The analysis is extended to more depth ranges and we compute
MPTRCMPTRC in 100 m bins. The depth of the bin with the highest tracer mass gives ZPTRCZPTRC which is plotted against ΔPEΔPE in Fig. 14. The correlation between ΔPEΔPE and ZPTRCZPTRC (black bullets) shows very little scatter and indicates a functional relationship Y-27632 ic50 between the potential energy gain and the depth of penetration. With increasing potential energy in the system the plume is capable of first breaching the 200 m then the 500 m density interface in the ambient water. The abrupt transition from arrested ( ZPTRC≈500m) to piercing ( ZPTRC≈1500m) can be explained by the lack of stratification in the bottom layer. In most experiments where the plume breaches the AW-NSDW interface it also continues to the bottom of the slope after flowing through a homogenous layer of NSDW. Using the buoyancy flux of a density current, a concept similar to the flux of potential energy, Wells and Nadarajah (2009) reported a functional dependence between the intrusion depth
Z selleck chemical of a density current and the geostrophic buoyancy flux Bgeo=g′VNofhBgeo=g′VNofh (where h is the initial height of the flow from a line source), the entrainment ratio E and the ambient buoyancy frequency N as Z∼E-13Bgeo13/N. However, their results are not readily applicable to our model which has non-linear ambient stratification with sharp density interfaces causing N to ever vary during the plume’s descent. Neither is E constant during our experiments. In Fig. 14 we also
plot the plume height hFhF (red stars) against the potential energy gain ΔPEΔPE. It shows high hFhF in runs with low ΔPEΔPE (those runs where the plume is arrested in the Atlantic Layer), and a low hFhF in high-ΔPEΔPE runs when the plume spends little time transiting the AW and flows straight through to the NSDW layer. The slow but steady rise in PE in Fig. 12 may suggest that any addition, however slow, of dense water (and thus potential energy) could eventually lead to the piercing regime if the initial SFOW density is greater than the density of the bottom layer (which is the case in our setup for S > 34.85).
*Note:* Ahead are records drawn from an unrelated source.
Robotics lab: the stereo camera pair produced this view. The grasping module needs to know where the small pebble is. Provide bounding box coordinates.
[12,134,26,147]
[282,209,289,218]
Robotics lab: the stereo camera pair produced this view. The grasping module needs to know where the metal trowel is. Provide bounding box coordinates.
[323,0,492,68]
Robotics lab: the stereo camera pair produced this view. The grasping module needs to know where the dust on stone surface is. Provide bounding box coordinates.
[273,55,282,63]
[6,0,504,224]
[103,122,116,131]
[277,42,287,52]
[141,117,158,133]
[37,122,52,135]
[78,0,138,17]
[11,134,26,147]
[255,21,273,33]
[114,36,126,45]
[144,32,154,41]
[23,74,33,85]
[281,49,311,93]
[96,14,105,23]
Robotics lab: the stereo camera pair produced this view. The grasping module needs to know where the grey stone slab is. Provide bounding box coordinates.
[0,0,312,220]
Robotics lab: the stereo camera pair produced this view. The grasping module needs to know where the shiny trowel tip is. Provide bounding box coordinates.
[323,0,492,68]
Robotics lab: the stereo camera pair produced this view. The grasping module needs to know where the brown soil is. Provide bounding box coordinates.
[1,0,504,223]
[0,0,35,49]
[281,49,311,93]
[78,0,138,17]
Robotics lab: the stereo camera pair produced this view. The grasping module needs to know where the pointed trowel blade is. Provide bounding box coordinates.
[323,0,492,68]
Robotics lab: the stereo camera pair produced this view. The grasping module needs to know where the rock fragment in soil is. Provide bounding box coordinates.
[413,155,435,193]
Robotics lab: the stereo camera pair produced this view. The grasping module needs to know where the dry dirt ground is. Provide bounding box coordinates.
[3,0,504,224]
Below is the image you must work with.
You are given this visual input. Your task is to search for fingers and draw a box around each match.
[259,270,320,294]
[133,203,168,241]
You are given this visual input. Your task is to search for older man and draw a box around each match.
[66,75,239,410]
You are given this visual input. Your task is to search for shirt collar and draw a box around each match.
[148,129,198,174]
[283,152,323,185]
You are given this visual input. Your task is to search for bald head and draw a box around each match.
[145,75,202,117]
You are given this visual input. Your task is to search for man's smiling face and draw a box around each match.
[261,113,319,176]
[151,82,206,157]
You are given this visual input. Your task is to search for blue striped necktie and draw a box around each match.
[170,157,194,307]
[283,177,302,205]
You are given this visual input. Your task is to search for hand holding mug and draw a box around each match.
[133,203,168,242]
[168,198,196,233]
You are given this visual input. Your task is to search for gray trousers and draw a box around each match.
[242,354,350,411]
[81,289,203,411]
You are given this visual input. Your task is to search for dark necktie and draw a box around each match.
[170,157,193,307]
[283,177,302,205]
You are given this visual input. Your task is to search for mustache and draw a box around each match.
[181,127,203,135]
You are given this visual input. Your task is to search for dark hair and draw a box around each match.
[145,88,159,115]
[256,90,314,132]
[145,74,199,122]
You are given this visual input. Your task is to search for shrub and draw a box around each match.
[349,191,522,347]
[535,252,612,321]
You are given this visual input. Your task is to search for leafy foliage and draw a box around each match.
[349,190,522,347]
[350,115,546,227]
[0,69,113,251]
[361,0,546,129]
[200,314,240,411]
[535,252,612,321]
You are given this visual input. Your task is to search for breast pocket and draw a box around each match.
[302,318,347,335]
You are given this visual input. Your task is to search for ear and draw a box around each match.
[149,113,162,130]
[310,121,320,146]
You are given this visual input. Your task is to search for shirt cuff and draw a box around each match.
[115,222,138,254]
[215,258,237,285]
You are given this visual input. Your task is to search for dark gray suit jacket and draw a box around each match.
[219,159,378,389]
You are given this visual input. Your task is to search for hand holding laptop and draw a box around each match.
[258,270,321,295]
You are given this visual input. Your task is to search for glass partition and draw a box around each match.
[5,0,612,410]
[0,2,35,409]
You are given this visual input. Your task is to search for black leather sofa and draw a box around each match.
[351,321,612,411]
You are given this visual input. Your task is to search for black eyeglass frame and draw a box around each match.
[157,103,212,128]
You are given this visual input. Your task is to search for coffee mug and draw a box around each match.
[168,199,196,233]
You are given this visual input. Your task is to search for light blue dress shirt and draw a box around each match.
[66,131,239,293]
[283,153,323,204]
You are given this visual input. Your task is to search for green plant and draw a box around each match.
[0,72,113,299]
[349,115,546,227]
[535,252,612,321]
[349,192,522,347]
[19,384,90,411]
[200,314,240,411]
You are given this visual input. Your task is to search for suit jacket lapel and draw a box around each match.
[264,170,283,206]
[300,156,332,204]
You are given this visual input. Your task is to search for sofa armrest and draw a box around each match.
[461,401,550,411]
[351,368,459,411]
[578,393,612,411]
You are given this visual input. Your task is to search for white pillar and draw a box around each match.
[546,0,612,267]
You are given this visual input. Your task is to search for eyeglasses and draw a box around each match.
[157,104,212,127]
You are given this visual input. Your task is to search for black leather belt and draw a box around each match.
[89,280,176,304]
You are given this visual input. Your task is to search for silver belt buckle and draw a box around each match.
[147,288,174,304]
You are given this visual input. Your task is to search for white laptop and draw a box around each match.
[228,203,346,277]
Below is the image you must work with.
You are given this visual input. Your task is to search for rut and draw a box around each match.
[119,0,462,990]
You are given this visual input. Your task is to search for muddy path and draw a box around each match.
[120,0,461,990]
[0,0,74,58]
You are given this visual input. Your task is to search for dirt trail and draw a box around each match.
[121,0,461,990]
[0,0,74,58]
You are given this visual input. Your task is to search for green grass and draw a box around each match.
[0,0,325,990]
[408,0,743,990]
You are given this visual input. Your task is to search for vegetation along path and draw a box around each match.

Under this assumption the ΔPEΔPE-axis in Fig. 14 can be taken as a proxy for time. As time progresses (and ΔPEΔPE increases) the entrainment ratio E reduces (i.e. hFhF shrinks) as the plume moves from the Atlantic Layer into the deep NSDW layer. When a certain threshold is passed, the plume has modified the ambient water sufficiently such that subsequent overflow waters pass through the AW relatively unimpeded (with less dilution) and penetrate into the deep waters. There is a caveat though, which works against the plume’s piercing ability.